Addressing the Challenge in the Post-2012 Climate Regime through REDD+: a Case Study in Southeast Asia
Heli Lu  1@  , Guifang Liu  1  
1 : Key Laboratory of Geospatial Technology for Middle and Lower Yellow River Regions of Ministry of Education, Henan University

The REDD+ (Reducing Emissions from Deforestation and Forest Degradation) partnership works to promote the reduction of greenhouse gas (GHG) emissions by protecting forests in developing countries through positive incentives. It is regarded as an essential component of the post-2012 climate regime to stabilize GHG emissions and engage developing countries in worldwide mitigation endeavors. We develop an approach comprising two components: distributed land use modeling for assessing the profitability gap between maintaining palm oil plantations and complying with REDD+ and a sensitivity analysis of the model's predictions. First, a spatially explicit model is used to predict the future distribution of land use changes in central Kalimantan, Indonesia. Second, a sensitivity analysis is conducted to assess the robustness of the modeling results to alternative assumptions about palm oil price and carbon price. The palm oil price is shown to have the highest relative sensitivity. Further analysis indicates remarkable changes in the profitability gap depending on the price of palm oil; a change in palm oil price from $545.33 to $773.03 shows a large 155% increase in the profitability gap. Unfortunately, the most likely forecasts of palm oil prices continue to predict large differences in the profitability gap, favoring palm oil plantation over REDD+ projects. Thus, the effect of carbon pricing policies, as they currently stand, will remain limited.
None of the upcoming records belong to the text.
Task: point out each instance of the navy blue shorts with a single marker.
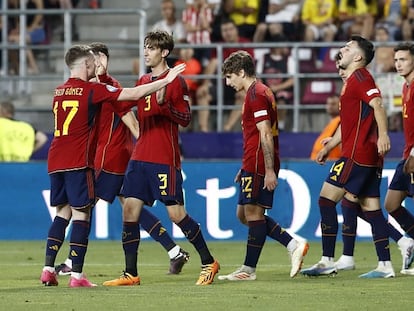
(252, 192)
(401, 181)
(108, 186)
(361, 181)
(150, 181)
(74, 187)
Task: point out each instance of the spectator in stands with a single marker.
(282, 18)
(407, 27)
(18, 139)
(54, 23)
(357, 17)
(245, 14)
(206, 90)
(384, 55)
(392, 13)
(170, 23)
(319, 17)
(193, 67)
(219, 14)
(197, 19)
(276, 62)
(35, 34)
(332, 109)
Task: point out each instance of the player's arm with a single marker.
(143, 90)
(333, 141)
(409, 163)
(177, 108)
(40, 140)
(267, 144)
(383, 144)
(132, 123)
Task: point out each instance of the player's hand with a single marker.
(383, 144)
(321, 156)
(160, 96)
(325, 140)
(174, 72)
(409, 165)
(237, 178)
(270, 181)
(101, 64)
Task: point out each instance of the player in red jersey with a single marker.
(154, 171)
(71, 155)
(355, 178)
(115, 142)
(260, 167)
(402, 184)
(349, 227)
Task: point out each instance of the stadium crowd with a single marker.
(199, 22)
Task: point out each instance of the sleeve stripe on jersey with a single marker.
(260, 113)
(185, 116)
(372, 91)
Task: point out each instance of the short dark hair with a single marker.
(76, 52)
(7, 109)
(366, 46)
(405, 46)
(239, 60)
(159, 39)
(99, 47)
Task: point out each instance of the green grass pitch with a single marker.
(21, 263)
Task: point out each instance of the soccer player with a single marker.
(260, 167)
(71, 155)
(402, 184)
(114, 148)
(154, 171)
(350, 215)
(355, 178)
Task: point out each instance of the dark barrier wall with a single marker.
(211, 198)
(230, 145)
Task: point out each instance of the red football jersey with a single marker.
(75, 105)
(114, 139)
(158, 141)
(358, 126)
(259, 105)
(408, 117)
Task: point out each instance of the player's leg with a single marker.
(130, 243)
(81, 194)
(56, 236)
(329, 196)
(401, 185)
(178, 257)
(134, 188)
(78, 246)
(380, 235)
(257, 233)
(350, 210)
(193, 233)
(297, 249)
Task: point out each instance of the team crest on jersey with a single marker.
(372, 92)
(111, 88)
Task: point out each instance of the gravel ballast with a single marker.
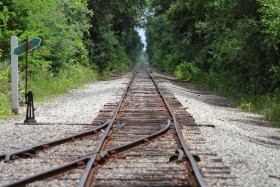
(247, 143)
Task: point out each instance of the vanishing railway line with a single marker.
(140, 145)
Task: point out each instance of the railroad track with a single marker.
(140, 145)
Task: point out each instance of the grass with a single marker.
(267, 104)
(45, 85)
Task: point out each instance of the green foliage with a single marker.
(114, 34)
(232, 45)
(77, 36)
(186, 71)
(47, 85)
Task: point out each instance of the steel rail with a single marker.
(50, 173)
(32, 149)
(85, 180)
(76, 163)
(116, 150)
(194, 165)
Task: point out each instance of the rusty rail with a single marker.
(182, 141)
(86, 175)
(27, 152)
(89, 160)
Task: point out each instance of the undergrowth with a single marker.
(267, 104)
(46, 85)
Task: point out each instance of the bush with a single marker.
(186, 71)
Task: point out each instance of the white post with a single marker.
(14, 62)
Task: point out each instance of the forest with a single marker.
(230, 47)
(81, 40)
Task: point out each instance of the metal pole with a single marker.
(26, 69)
(14, 72)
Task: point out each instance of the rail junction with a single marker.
(136, 142)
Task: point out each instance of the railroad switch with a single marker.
(30, 111)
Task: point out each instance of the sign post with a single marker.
(15, 52)
(14, 71)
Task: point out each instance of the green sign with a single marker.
(32, 44)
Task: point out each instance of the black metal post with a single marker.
(30, 111)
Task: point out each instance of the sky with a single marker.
(143, 37)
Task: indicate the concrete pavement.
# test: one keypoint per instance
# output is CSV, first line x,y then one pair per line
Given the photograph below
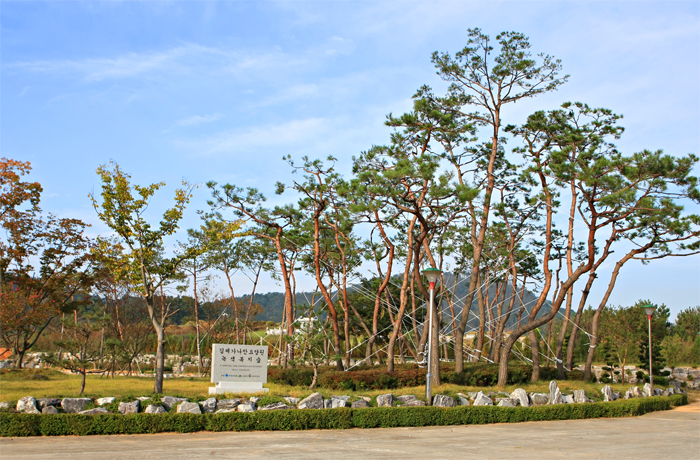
x,y
660,435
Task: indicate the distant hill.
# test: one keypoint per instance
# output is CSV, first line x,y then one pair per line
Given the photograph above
x,y
273,302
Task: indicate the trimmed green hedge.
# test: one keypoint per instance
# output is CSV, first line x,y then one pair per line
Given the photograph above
x,y
12,424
Moreover, since country participation is voluntary, it is difficult for governments to ensure that a REDD+ program paying land users to reduce emissions by protecting forests “reaches the ground.” The continuing high demand for biofuels and food puts carbon stocks in tropical forests at risk, and in doing so, potentially undermines efforts to stabilize the atmospheric CO2 concentration through REDD+. Although our study focused on the central Kalimantan region, where forests are directly threatened by future palm oil plantations, this research also provides a possible means to evaluate whether the financial benefits from carbon compensation from REDD+ projects could be financially attractive in other forest areas of the world.